The subways certainly aren’t known for their cleanliness. (Photo by flickr user Lanamaniac)
The MTA knows that it needs to increase subway service while facing a budget deficit. While bus expansion plans have kept pace with population growth, subway service hasn’t followed suit. Now, after one fare hike and with the threat of another looming, the MTA is going forward with some service expansion plans.
Meanwhile, the MTA is also facing a budget deficit that could see the agency’s bottom line reach record levels of debt. With Wednesday’s MTA Board meeting set to focus on budgetary concerns, New York City Transit is gearing up to approve its own budget with various services — but not subway service — facing the axe.

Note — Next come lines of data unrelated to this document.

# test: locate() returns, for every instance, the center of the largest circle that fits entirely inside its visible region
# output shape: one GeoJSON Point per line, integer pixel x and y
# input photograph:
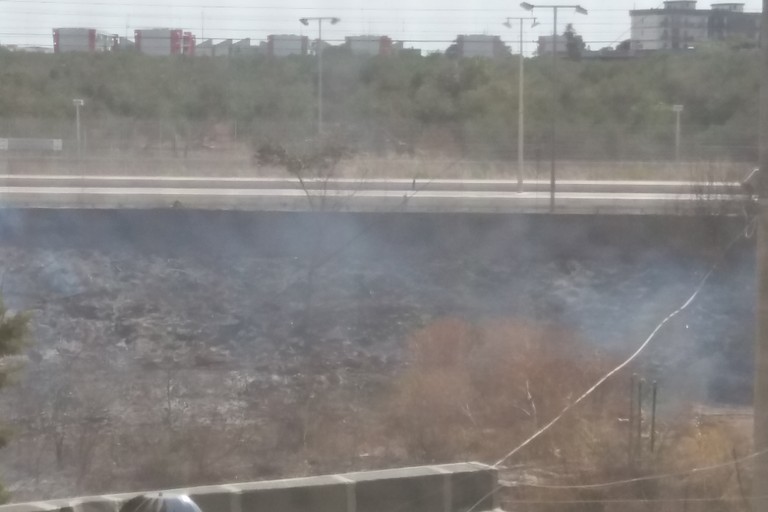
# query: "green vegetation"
{"type": "Point", "coordinates": [434, 104]}
{"type": "Point", "coordinates": [13, 335]}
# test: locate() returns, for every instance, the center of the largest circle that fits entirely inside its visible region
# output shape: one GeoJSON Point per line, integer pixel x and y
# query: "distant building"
{"type": "Point", "coordinates": [86, 40]}
{"type": "Point", "coordinates": [223, 48]}
{"type": "Point", "coordinates": [285, 45]}
{"type": "Point", "coordinates": [546, 45]}
{"type": "Point", "coordinates": [205, 49]}
{"type": "Point", "coordinates": [372, 45]}
{"type": "Point", "coordinates": [490, 47]}
{"type": "Point", "coordinates": [680, 25]}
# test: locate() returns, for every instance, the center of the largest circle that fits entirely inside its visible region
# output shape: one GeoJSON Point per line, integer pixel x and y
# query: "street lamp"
{"type": "Point", "coordinates": [678, 110]}
{"type": "Point", "coordinates": [555, 8]}
{"type": "Point", "coordinates": [520, 104]}
{"type": "Point", "coordinates": [319, 20]}
{"type": "Point", "coordinates": [78, 103]}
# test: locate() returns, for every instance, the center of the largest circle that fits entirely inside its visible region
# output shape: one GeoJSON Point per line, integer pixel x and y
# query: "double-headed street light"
{"type": "Point", "coordinates": [320, 20]}
{"type": "Point", "coordinates": [555, 8]}
{"type": "Point", "coordinates": [521, 103]}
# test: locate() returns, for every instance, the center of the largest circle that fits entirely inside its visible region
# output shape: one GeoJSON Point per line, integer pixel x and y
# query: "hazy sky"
{"type": "Point", "coordinates": [424, 23]}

amNew York’s Matthew Sweeney took an in-depth look at how New York City Transit plans to save money behind the scenes to not only provide riders with more service but to meet budget deficits that could reach a billions dollars. He reports:
New York City Transit is expected to vote Monday on its budget-savings plan that would halt plans to repair 19 stations, put off paint jobs for flaking elevated structures, and institute a more “efficient” way of cleaning subway cars…
Many of the cuts, however, will take place behind the scenes and delay needed repairs to transit buildings that keep the system running, such as tunnel vents, bus depots, and a subway-car overhaul shop…
Another $8.9 million in savings will come from the MTA’s operating budget. The savings, which will fund increased service on certain train lines, include subway car cleaning and quality control.
For their part, the MTA says that riders won’t notice the changes brought about by the cuts. “None of the reductions will have an impact on what riders see,” Paul Fleuranges, NYC Transit spokesman, said to Sweeney in an e-mail.
I hope that is indeed the case, but I worry when I hear that subway car cleaning efforts may be re-examined. Subway cars aren’t that clean to begin with; my Saturday night Q train this week was a mess. Anything worse would make the cars resemble the T cars in Boston.
While the MTA will go ahead with the vital projects — the Culver Viaduct rehabilitation, for example, is not in jeopardy — I’m guessing that the planned improvements along the Q/B Brighton line will be shelved for now. Local officials will be up-in-arms about these cuts.
Overall, the MTA believes that these cuts to some capital projects could clear up $2 to $3 billion in savings to meet budget deficits in its current plan. There is a chance that big-ticket items — Second Ave. Subway, East Side Access plan — could face delays as well, but the MTA is hoping to avoid that scenario. The city needs subway expansion plans, and with the government set to contribute money earmarked for these projects, it’s growing harder for the MTA to delay or even shelve them entirely as they’ve done in the past.
In the end, the MTA is technically cutting service. But as we originally feared, they aren’t cutting subway service. Instead, they’re cutting services while adding more trains, and we’re left questioning Albany’s commitment to funding the MTA and public transit in New York. As MTA Board member Andrew Albert said to Sweeney, “You have to be concerned about the lack of funding support from the state and the city. They want all of these improvements and then they scream when we raise fares. They have to come up with more money.”